The CIC administrator role grants access to the CIC Administration application. This administration application gives CIC administrators access to the ML Workbench page. On the ML Workbench page, administrators can explore and see the models to be trained or retrained and feature selections that can be made. When a model is retrained, if new data has been added into the training set, it could cause the current predictions to train. Therefore, granting access to administration application and ML Workbench page should be limited and restricted.
Note: CIC users however, have no access to the ML models, the model code, or the data used for training or testing. They also cannot change the actual models.
- Administrators should be cautious of input poisoning.

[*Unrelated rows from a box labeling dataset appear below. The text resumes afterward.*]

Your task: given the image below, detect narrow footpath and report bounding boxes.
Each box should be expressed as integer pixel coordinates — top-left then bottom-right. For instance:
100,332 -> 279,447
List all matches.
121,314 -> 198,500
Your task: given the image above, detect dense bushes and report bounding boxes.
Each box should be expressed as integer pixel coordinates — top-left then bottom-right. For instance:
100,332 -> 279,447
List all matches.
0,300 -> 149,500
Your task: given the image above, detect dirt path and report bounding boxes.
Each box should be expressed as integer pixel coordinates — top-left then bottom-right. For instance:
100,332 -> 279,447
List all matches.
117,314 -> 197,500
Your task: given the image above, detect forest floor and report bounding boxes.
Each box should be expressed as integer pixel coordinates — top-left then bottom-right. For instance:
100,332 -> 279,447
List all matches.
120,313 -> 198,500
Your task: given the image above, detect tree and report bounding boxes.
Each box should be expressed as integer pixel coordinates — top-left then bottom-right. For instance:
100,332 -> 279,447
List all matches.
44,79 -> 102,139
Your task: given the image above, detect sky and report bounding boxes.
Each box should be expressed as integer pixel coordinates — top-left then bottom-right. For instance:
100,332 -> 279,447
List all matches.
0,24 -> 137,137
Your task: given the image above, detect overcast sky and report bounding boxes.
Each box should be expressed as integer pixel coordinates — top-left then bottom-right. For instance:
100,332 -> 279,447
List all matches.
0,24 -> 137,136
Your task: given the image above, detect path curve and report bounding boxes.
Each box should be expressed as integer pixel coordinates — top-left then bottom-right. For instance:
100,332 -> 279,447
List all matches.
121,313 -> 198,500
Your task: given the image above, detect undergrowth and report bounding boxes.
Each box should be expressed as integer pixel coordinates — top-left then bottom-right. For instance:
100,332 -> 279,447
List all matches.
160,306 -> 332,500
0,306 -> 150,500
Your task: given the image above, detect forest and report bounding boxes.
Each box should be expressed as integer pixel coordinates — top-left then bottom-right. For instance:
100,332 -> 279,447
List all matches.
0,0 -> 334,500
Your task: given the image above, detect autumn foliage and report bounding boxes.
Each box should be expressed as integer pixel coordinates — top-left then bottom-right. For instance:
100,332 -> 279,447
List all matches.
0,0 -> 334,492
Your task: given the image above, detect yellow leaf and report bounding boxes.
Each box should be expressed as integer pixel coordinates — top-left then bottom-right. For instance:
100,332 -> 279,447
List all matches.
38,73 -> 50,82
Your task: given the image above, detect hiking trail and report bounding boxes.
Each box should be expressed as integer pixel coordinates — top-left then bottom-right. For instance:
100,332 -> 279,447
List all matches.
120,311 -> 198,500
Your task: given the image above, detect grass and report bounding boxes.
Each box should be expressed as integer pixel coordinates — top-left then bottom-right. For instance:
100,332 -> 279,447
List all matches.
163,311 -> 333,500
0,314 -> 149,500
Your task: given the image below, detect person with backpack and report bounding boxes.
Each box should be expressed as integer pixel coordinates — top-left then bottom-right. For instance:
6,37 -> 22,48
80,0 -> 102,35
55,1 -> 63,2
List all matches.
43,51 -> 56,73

Data used in training shapes future predictions. Malicious or bad data can lead to bad future predictions. CIC administrators should be aware of the projects opted into the system and also aware of which projects are used for training the models that leads to prediction accuracy. Oracle recommends you to use Separation of Duty controls to ensure that those choosing the projects for CIC, which will also be used for training, opt in their target data appropriately. Similar to other Primavera applications, bad or misleading source data can affect outputs. CIC is delivered with multiple out-of-the-box (OOTB) Seed Models, which are trained with sample data. These are not the ideal models to use but they give your organization a good starting point for enabling the system, and to see a first round of predictions while you understand how to train with your data.
- Irrelevant features can precipitate confounding and spurious correlations.
It is important to understand how certain features affect your predictions or how your data is reflected in the feature set. For example, if you are an organization without costs, you may want to make sure no cost features are selected. To get a basic implementation with the models you can choose SeedModel customerData. This model will use the Seed Model features with your data. Therefore select only the relevant features applicable for your data.
Note: No PII is used in training data.
- Data used in training is not visible if the user does not have access to that data.
If you have bad predictions made, however, then it may be discerned that the training data is skewed in a negative fashion. For example, all projects are predicted to be delayed significantly indicates a skewed prediction. The models are continuously learning and adapting based on the data being pumped into the system. Therefore, it is recommended to keep access to the CIC Administrator role restricted and selective to ensure that non-admin CIC users cannot see the projects being used for training. CIC users can only see the prediction and the data they have access to.
Note: CIC users cannot see data they do not have access to in the source systems. They also do not see or can not access any of the training data in CIC.
- Model robustness attack
A malicious user may be able to precipitate bad prediction by modifying the associated input data imperceptibly, and with plausible deniability. If the source application data is manipulated in a way that gives a skewed direction for the predictions then that can be reflected in CIC predictions as well. For example, if you select projects for CIC to include only those projects that are far behind and excessively over budget, then it is likely that the predictions will skew in the similar direction as well. Therefore, it is recommended to keep the access to the CIC Administrator role restricted and selective.
Note: At no point in time, are the models exposed through any user interface to any organization that enables them to change, access, or inject any malicious adjustments to the model.